平成の金比羅宮大遷座祭

 いま、金比羅大権現では平成の大遷座祭斎行記念として奥書院が特別公開されている。あわせて表書院、

高橋由一館、宝物館、金比羅信仰資料収蔵庫、学芸参考館等が見学コースになっている。会期は12月12日

までである。これらすべての会場共通券が2000円だった。すべての展示会場を回る自信も時間もないように

は思えたのだが、とにかく2000円券を買ってみた。

 私達は10月12日、午前9時39分上の町発の琴平行きに乗ろうと思い家を出た。ところが乗車券自動販売

機の下には9月12日までは、先の台風のために琴平行きは運行中止になっていた。仕方がないので坂出まで

行き、そこから琴平に向かうことにした。この日は前日までの連休明けだったので、琴平の町は人通りもなく

静かだった。昼食を食べに入ったうどん屋さんの話だと、平日はいつもこんなものですよとの事だった。天下に

聞こえた金比羅さんの門前町でありながら、こんなに閑散としていることに驚いた。そのうえ大遷座祭がある

ので、もっと大勢の観光客が来ているのではないかと思っていただけに少し拍子抜けの感じでもあった。反面、

展示会場巡りにはもってこいの状態だった。(その前の日は花魁道中があって大変な賑わいだったようだ)

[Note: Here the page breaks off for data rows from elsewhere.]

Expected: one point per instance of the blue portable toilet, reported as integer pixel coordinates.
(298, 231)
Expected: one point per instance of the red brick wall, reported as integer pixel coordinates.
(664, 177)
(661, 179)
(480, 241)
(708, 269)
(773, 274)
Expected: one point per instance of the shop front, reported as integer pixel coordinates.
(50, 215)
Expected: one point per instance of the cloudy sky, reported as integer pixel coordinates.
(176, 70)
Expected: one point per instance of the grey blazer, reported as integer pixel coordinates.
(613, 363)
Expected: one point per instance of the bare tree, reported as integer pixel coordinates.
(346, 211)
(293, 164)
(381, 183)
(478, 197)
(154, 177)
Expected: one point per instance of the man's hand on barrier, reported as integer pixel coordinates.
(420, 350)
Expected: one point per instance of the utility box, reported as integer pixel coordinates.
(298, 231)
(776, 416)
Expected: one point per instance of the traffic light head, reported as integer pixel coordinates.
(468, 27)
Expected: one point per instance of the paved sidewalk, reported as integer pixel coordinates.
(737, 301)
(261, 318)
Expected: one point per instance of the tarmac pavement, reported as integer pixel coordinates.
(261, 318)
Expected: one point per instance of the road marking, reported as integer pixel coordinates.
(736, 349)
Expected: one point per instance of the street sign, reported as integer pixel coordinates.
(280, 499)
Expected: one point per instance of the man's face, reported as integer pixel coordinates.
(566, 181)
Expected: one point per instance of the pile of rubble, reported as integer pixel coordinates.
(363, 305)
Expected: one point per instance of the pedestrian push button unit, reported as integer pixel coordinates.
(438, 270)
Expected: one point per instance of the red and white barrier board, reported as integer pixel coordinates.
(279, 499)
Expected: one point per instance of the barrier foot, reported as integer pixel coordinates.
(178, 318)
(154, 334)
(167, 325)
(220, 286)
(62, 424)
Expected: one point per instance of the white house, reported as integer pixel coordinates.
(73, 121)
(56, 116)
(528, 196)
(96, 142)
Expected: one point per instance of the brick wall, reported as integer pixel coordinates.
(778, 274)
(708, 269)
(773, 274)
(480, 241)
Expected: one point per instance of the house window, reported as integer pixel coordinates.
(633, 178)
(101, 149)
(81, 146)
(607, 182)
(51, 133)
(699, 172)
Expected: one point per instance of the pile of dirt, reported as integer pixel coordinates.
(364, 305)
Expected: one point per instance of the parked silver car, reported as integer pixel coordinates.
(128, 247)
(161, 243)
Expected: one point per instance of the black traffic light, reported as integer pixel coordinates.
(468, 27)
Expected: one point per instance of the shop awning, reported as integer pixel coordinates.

 今回の金比羅参拝のもう一つの目的は家内も私もデジタルカメラの使用練習であった。長い海外旅行に

向けてデジカメは必需品だった。私自身はニコンのデジカメには精通していたので家内に渡し、私は最近買った

ばかりのキャノン一眼レフデジカメの使用練習が目的だった。そんなわけで琴平駅を出ると早速、町の中の

景色をあれこれと撮影にかかった。この町は写真の題材に事欠かない。古い建物や町並み、おみやげ品の

店先など撮影対象になるものはいくらでもあった。

 こうして写真を撮りながら長い石段を登った。何度も写真を撮りながら立ち止まったせいか、石段の二段

とばしで本宮に着いても、ほとんど息切れはしていなかった。先を歩いている人をどんどん追い越しながら

登っていった。多くの人が何度も立ち止まって肩で大きな息をしていた。私達二人はそれなりに日頃から鍛錬

をしているからだろうか。

 境内には大きな木造建築がたくさんある。中でも本宮前の旭社は壮大な木造建築物だ。その大屋根を覆って

いる銅板がめくれていた。先の台風による被害のようであった。そう言えば帰りがけに歩いた森の中でも幾本

かの木が倒れたり枝が折れていた。 

本宮は平成の修理が終わり、同じ敷地内には新しい社務所も出来てすっかりきれいになっていた。また、

日頃は閉まっている窓も開放され、神楽殿にはめったに見ることの出来ない色鮮やかな装飾の太鼓が置か

れていた。

 私達は本宮でこれからの航海安全と健康、留守宅の安全を祈願してここを後にした。テレビドラマのロケ

風景を少し見て最初の展示会場である表書院と奥書院に行った。ここには一般公開は125年ぶりだという

ふすま絵などが公開されていた。それは江戸時代の画家、伊藤若沖が描いたという「花丸図」だった。また、

同時代の岩岱が描いたという「群蝶図」や「幼松に鶴の絵」や「柳の木に鷺が舞う図」など、実に見応えのある

素晴らしいふすま絵だった。

 また、表書院では円山応挙が虎の敷き皮から想像で描いたと言われている「水呑の虎」や「八方睨みの虎」

など見事な絵が描かれていた。ただ、絵が傷むのを懸念して照明が暗く今ひとつ色鮮やかさを味わうことが

出来なかったのは残念だった。何はともあれ大勢の人に押されるようなこともなくゆっくりと見学出来たのは

何よりのことだった。

 そして、地元出身の画家、高橋由一館を見学した。彼の作品の中で「鮭」の絵はあまりにも有名だが、その他

にも江戸情緒のまだ残っている東京の景色を描いた作品には、何かしら郷愁を感じたのは私だけだろうか。

カラー写真など思いも寄らぬ時代だっただけに、彼の作品の多くは精密な筆致で描かれ絵の対象をそのまま

キャンバスに写し取るようなきめ細かい絵であった。

 金比羅大権現が祀られている山を象頭山と言う。遠くから眺めると象の頭のように見えるらしい。この山は

信仰の対象であるだけに手つかずの森が残されている。山中には幾本もの巨木が立っている。参道から一歩

脇道へ入ると日中でも薄暗く感じる坂道があった。私達は最後となった会場の一つ学芸参考館へむかった。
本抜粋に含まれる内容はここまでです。